Fueling Creativity with—YES!—Boredom

Handwriting, boredom

photo: David Hall, creative commons license

In her faculty days, President of the Rhode Island School of Design Rosanne Somerson used an unexpected teaching tool: boredom. In a recent Metropolis essay, she says,

When I used to teach graduate students in furniture design, I would assign them an abstract problem that required them to sit in the studio and draw through free association over a long period of time without getting up from their seats.

 

After about 45 minutes, most students would start to squirm and get uncomfortable . . . I encouraged them to push through the discomfort because . . . right after the “squiggly” stage, something incredible happens.

Often, she said, students would stumble upon a completely new direction for their work, “something completely new and unexpected.” So, no getting up for a drink of water, no texting, no checking email, no snacks.

Somerson thinks of this purposeful elimination of distraction as creating time and space for the imagination to reawaken. Her drawing through free association sounds much like the freewriting practice writing gurus recommend for authors, with much the same motivation behind it–breakthrough.

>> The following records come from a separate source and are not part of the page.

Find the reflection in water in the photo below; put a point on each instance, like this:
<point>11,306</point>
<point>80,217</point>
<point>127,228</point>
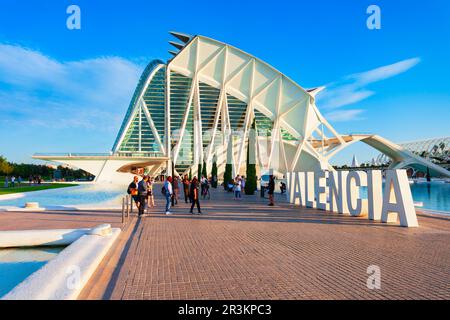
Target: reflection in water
<point>18,263</point>
<point>433,195</point>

Constant connectivity has made de-distracting our lives increasingly difficult. By filling our mindspace with constant and, let’s admit it, often mindless media consumption—yes, I watched the video of the cat playing the piano—we don’t clear the mental field for “creativity and discovery.” As Joshua Rothman said in a New Yorker essay last year, “Like typing, Googling, and driving, distraction is now a universal competency. We’re all experts.” Well, maybe not driving, not here in New Jersey.

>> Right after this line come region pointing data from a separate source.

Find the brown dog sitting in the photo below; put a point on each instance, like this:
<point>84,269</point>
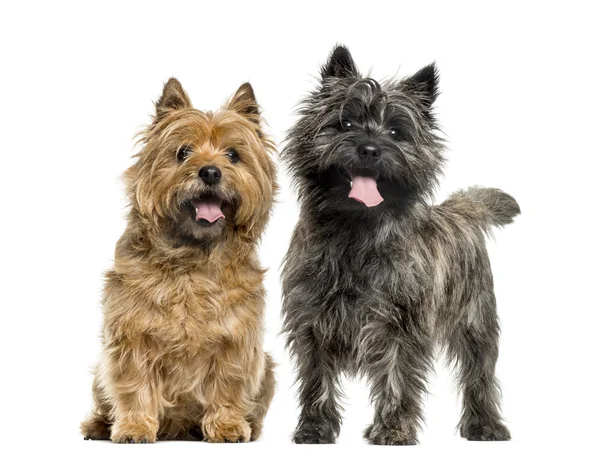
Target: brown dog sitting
<point>183,305</point>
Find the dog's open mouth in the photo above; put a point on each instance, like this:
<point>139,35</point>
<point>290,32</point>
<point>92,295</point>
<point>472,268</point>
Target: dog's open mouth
<point>207,209</point>
<point>363,183</point>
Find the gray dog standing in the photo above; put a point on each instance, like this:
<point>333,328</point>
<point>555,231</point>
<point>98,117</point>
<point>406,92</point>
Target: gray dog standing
<point>375,277</point>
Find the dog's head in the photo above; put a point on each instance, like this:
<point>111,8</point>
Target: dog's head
<point>200,173</point>
<point>360,144</point>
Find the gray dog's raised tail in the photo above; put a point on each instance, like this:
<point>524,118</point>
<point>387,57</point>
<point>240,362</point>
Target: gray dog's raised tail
<point>485,206</point>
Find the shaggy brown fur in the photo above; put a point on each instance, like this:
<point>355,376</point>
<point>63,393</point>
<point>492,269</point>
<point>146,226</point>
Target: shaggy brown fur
<point>183,305</point>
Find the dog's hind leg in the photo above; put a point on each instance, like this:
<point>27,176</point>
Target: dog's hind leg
<point>473,347</point>
<point>396,362</point>
<point>97,425</point>
<point>263,400</point>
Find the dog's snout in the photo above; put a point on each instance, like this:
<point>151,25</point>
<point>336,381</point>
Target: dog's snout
<point>369,150</point>
<point>210,174</point>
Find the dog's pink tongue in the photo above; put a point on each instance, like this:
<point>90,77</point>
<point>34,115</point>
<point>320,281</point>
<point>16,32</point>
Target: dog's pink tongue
<point>364,189</point>
<point>208,209</point>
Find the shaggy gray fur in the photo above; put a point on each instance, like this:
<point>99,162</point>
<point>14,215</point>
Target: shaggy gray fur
<point>372,291</point>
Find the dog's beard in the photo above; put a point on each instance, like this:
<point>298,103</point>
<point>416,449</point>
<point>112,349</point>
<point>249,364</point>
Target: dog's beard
<point>203,218</point>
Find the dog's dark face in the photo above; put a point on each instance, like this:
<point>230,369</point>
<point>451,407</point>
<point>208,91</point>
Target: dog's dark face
<point>201,172</point>
<point>364,146</point>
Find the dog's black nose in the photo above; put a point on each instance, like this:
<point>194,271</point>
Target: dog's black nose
<point>369,150</point>
<point>210,174</point>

If we set aside some distraction-free time, and, as Somerson suggests “bring back boredom,” we may find ourselves both more creative and more appreciative of today’s limitless fount of stimulating, intelligent, and entertaining distraction.

 

2 thoughts on “Fueling Creativity with—YES!—Boredom

  1. Good points. I know I all too often become overwhelmed with outside sensory distractions and end up getting nothing creative accomplished. Time to sit back and let boredom do its thing :).